On Saturday, a World Health Organization (WHO)-led UN and Palestine Red Crescent Society convoy delivered medical supplies to Al Ahli Arab hospital in Gaza City and evacuated 19 critically injured patients. OCHA said that the convoy was “delayed by Israeli forces at a checkpoint in Wadi Gaza” for “extensive screenings” and that one of the evacuated patients died during the trip southwards while a paramedic was detained for four hours, “during which he was interrogated and reportedly beaten and intimidated”.  

Humanitarian access to the north of the Strip where hundreds of thousands of civilians are still sheltering remains “severely constrained”, OCHA said. 

No health without peace 

In Khan Younis in the south, an ambulance near the European Hospital came under fire, reportedly by Israeli forces on Saturday, OCHA said, and two paramedics were injured. On Sunday the area around the hospital was repeatedly bombarded for the third consecutive day according to OCHA, depriving dozens of injured people from access to treatment. 

Quoting Gaza’s health authorities, OCHA said that since 7 October, at least 286 health workers have been killed and 57 ambulances have been hit and damaged. 

Meeting in a special session on Sunday, WHO’s Executive Board adopted a resolution on aid access to Gaza and respect for international humanitarian law, hailed by the agency’s chief Tedros Adhanom Ghebreyesus as a “starting point” and a “platform on which to build”, as he reiterated that “without peace, there is no health”. 

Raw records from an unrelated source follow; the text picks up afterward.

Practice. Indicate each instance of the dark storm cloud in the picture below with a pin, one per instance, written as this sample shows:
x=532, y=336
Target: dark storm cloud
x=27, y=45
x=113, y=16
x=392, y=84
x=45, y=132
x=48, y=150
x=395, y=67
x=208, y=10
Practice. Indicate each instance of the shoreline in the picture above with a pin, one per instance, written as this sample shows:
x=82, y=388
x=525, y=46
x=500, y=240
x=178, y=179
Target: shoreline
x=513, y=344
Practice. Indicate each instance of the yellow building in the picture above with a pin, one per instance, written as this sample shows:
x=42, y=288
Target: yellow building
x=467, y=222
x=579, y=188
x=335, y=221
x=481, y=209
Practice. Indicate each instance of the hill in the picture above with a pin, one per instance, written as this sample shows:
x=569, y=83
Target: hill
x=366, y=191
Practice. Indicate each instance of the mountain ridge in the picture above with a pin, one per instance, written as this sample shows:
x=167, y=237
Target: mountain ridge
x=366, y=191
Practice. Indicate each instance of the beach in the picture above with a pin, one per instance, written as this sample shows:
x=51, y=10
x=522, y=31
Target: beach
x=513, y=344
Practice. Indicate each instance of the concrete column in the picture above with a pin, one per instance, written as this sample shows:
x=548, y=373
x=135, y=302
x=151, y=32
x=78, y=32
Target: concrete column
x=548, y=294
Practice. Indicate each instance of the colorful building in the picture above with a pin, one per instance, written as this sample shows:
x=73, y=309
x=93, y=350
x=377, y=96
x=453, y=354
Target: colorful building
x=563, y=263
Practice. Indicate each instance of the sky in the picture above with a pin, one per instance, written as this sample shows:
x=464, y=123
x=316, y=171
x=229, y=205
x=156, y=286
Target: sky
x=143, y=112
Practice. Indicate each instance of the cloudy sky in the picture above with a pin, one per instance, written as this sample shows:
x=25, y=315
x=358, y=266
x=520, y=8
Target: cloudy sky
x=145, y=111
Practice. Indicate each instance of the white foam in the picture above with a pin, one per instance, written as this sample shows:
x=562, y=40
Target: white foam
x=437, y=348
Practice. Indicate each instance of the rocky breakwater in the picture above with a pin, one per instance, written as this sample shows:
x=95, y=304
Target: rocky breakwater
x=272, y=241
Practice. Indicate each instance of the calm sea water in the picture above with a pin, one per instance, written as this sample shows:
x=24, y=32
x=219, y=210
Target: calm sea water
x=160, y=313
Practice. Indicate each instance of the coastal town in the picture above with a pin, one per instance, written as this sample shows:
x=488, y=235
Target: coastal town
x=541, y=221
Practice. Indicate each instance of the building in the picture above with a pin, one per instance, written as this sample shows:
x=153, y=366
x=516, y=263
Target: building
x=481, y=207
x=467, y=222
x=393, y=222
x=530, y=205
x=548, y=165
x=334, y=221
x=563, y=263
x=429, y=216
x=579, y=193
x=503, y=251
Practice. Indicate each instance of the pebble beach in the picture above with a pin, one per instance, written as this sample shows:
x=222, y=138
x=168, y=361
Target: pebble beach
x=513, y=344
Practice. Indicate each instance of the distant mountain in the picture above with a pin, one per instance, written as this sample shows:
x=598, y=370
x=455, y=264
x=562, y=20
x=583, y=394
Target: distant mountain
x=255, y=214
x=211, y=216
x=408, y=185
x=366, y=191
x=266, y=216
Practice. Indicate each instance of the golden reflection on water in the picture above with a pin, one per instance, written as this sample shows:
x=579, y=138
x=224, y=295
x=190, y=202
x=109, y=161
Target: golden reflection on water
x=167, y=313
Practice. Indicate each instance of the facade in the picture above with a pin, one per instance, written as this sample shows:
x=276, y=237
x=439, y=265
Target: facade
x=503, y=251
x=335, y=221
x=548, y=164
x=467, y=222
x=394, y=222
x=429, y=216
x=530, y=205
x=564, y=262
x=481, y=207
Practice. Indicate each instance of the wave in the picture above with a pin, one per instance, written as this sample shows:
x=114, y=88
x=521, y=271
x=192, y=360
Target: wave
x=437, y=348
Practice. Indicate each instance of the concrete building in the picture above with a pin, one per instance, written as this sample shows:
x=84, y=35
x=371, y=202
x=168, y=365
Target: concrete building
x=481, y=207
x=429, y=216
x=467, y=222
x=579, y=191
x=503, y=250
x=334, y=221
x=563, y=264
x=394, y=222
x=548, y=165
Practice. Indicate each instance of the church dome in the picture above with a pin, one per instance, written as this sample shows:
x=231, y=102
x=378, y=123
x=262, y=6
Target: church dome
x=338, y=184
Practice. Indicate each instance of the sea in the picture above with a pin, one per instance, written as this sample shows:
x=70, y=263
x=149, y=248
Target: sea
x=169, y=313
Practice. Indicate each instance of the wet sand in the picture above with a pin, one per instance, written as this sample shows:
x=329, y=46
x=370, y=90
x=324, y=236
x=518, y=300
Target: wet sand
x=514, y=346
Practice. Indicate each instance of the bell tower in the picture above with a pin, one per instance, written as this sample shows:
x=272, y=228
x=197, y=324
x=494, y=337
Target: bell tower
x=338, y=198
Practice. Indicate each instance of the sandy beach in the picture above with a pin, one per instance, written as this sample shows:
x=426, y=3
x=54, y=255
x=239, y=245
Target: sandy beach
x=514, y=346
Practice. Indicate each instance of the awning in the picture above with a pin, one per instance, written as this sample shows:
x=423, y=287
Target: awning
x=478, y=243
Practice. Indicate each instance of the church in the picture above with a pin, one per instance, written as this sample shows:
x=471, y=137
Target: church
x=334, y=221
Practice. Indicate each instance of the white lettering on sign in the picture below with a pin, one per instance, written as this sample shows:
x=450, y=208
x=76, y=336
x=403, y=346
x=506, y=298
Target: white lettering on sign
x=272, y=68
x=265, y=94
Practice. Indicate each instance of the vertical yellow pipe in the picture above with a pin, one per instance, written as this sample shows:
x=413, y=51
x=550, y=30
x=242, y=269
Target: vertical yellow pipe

Detainees ‘stripped and beaten’ 

OCHA also highlighted that over the weekend in the north of the enclave Israeli forces “reportedly detained hundreds of men and boys staying in public spaces, schools serving as shelters for internally displaced persons as well as private homes”.  

“Reportedly, detainees were stripped to their underwear, handcuffed, and ordered to sit on their knees in open areas, subjected to beatings, harassment, harsh weather and denial of basic necessities”, OCHA said, while images of them were circulated on social media.  

OCHA added that according to the Israeli military, those suspected of links to Hamas were transferred to Israel for interrogation, while others were released.